Fran Lyon Case: The hidden agendas

By Jonathan Gornall

Another week, another broadside in the propaganda war being waged against the nation’s child-protection system by the right wing press.
And, as in any war, truth can be the first casualty.

The latest lopsided horror story concerns Fran Lyon, a pregnant 22-year-old who, according to the Sunday Telegraph, has been “told that her baby will be taken from her [by Hexham social services] at birth because she is deemed capable of ‘emotional abuse’, even though psychiatrists treating her say there is no evidence to suggest that she will harm her child in any way”.

The Daily Mail’s coverage, while based on some facts, is also provocative – it suggests the issue boils down to “Whose baby is it anyway?”.
Both papers have been running stories for some weeks now in support of MP John Hemming’s campaign to portray social workers as “legal baby-snatchers”.

Normally, issues of confidentiality mean that the validity of such stories cannot be tested, but thanks to unique circumstances – Lyon herself has offered confidential details and documents relating to her case to journalists – the published “truths” of this case can be examined in some detail.

Details failed to emerge

This is not about whether the decision by social services is right or wrong. It is about the way the process has been misrepresented. Several significant details failed to emerge in both newspapers’ coverage, all of which cast this story in a different light.

This was not Lyon’s fault. I spoke to her and she was entirely open and frank about her history and personal circumstances. It is those hijacking her story in the service of their own agendas that have dealt economically with the facts.

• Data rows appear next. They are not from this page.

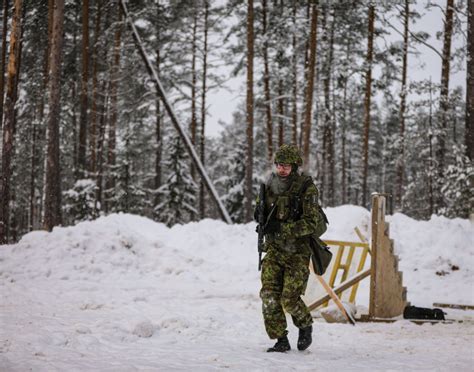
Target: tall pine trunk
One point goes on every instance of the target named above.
(9, 125)
(310, 73)
(281, 111)
(202, 204)
(112, 134)
(3, 60)
(328, 137)
(444, 96)
(193, 125)
(81, 156)
(249, 114)
(403, 94)
(367, 102)
(95, 94)
(158, 130)
(266, 83)
(52, 206)
(294, 126)
(469, 134)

The Sunday Telegraph led readers to believe that “Miss Lyon came under scrutiny because she had a mental health problem when she was 16 after being physically and emotionally abused by her father and raped by a stranger”. But this was not the trigger for concerns. There had been, Lyon told me, “a difficult incident with my ex where I needed to call the police and the police put a report through to social services because I was pregnant”.

Social workers did their duty

So far, then, so fully in line with every government edict issued in the wake of the Victoria Climbié Report, including the Children Act 2004, that “places a statutory duty on key people and bodies to make arrangements to safeguard and promote the welfare of children”. In notifying social services, the police were doing no more than their statutory duty – and, post-Laming, God help them if they hadn’t.

Next, it was the turn of social workers to do their duty. Lyon was invited to an initial interview at which, she says, the focus was on her former partner. She says she was then asked to attend a second interview with her mother and that this was “focused on my childhood and my previous mental health issues”.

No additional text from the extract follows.